Défi de Français: lés réponses

Salut les gens ! Pour ceux qui ont fait l’activité, voici les réponses.

À la prochaine !

Complétez les quinze phrases de l’exercice en conjuguant les verbes entre parenthèses au futur simple de l’indicatif. Cet exercice s’attarde sur les verbes du 1er groupe, 2er groupe et 3er groupe.

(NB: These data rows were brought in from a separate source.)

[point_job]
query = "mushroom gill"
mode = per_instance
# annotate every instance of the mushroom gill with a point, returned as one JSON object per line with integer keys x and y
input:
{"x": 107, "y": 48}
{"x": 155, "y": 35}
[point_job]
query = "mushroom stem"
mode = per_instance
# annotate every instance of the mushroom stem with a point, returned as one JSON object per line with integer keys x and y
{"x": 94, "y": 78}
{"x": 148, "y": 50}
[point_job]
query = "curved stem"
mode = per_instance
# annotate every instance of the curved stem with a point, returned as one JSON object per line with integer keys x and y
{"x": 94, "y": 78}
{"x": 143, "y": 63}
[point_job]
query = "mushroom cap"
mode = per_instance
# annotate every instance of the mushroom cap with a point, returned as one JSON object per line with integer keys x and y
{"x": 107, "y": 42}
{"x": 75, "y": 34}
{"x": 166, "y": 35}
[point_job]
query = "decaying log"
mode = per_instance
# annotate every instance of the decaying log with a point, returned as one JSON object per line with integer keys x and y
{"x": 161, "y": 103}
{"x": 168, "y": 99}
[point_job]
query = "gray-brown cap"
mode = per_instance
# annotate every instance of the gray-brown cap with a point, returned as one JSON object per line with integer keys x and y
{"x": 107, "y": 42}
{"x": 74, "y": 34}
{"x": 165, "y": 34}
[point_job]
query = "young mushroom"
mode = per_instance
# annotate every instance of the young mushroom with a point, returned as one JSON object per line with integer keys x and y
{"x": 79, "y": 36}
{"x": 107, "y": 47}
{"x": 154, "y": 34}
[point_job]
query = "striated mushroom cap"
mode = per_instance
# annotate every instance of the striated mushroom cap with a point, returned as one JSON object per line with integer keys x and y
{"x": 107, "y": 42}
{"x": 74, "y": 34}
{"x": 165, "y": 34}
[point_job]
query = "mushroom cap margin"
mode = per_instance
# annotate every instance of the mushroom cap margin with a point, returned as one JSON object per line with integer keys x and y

  • Demain jeudi, je prendrai le train de neuf heures et je serai à onze heures à la gare de Melun. (Henri Meilhac et Ludovic Halévy, La Cigale, 1877)
  • Eh bien, répondit Harbert, je chercherai une grotte dans ces roches, et je finirai bien par découvrir quelque trou dans lequel nous pourrons nous fourrer! (Jules Verne, L’Île mystérieuse, 1874)
  • La nuit porte conseil. Dormons, nous verrons demain ce qu’il faut faire. (Alfred Jarry, Ubu Roi, 1895)
  • Ils ne partiront que dans huit ou quinze jours pour aller faire la demande, à cause de nos vendanges. (Nicolas Rétif De La Bretonne, Le Paysan perverti ou les Dangers de la ville, 1776)
  • Elle rougira plus que de coutume en me voyant, et j’en serai, moi aussi, un peu embarrassé d’abord. (Charles Sainte-Beuve, Volupté, 1834)
  • Tu voudras bien, cher ami, excuser cette courte digression de botanique ; elle était indispensable […]. (Maxime Du Camp, Le Nil, Égypte et Nubie, 1854)
  • Sherlock Holmes te fera faire des bêtises, des bêtises de raisonnement plus énormes que celles qu’on lit dans les livres… (Gaston Leroux, Le Mystère de la chambre jaune, 1907)
  • Autant que je le pourrai, mon ami, je fournirai des vivres à ces malheureux… (Louis-Sébastien Mercier, La Destruction de la Ligue ou la Réduction de Paris, 1782)
  • Quand vous aurez mon âge, vous rougirez de ces phrases-là ! (Villiers De L’Isle-Adam, Contes cruels, 1883)
  • Les cieux seront les ailes azurées, déployées et plus sublimes pour planer. (Edgar Quinet, Ahasvérus, 1833)
  • Avec ces 4,000 francs je pourrai payer les dettes pressantes de mon père, en commençant par celle qu’il vient de contracter, sans le savoir, avec son gendre. (Jean-Jacques Ampère, Correspondance, t. 2, 1829-1864)
  • Alors, passe immédiatement ce seuil que tu ne franchiras plus jamais… (Henry Bataille, Maman Colibri, 1904)
  • Et maintenant vous viendrez à la campagne, n’est-ce pas ? (Champfleury, Les Bourgeois de Molinchart, 1855)
  • […] l’enfant ira en Amérique : je l’y emmène avec moi. (Léon Gozlan, Le Notaire de Chantilly, 1836)
  • En mon absence, tu garderas nos prisonniers. (Edmond About, Le Roi des montagnes, 1857)
  • Je t’en ferai faire des robes, que tu mettras à la maison. (Gustave Flaubert, La Tentation de saint Antoine, 1874)
  • Dès que l’étoile du soir aura paru, je sortirai du camp avec trois mille hommes […]. (Jean-Pierre Florian, Numa Pompilius, 1786)
  • Vous saurez dans peu les motifs de ma prière. (Germaine de Staël, Corinne ou l’Italie, 1807)
  • Si elles m’aiment, pensai-je, elles courront après moi, et si elles ne le font pas, j’oublierai qu’elles existent […]. (George Sand, Histoire de ma vie, 1855)
  • Cette personne attendra pour vous voir : je ne vous laisse pas partir avant ce soir. (Edmond Rostand, Cyrano de Bergerac, 1898)
  • En mesurant cette attraction, nous mesurerons la vitesse de la terre ; non pas sa vitesse par rapport au soleil ou aux étoiles fixes, mais sa vitesse absolue. (Henri Poincaré, La Valeur de la science, 1905)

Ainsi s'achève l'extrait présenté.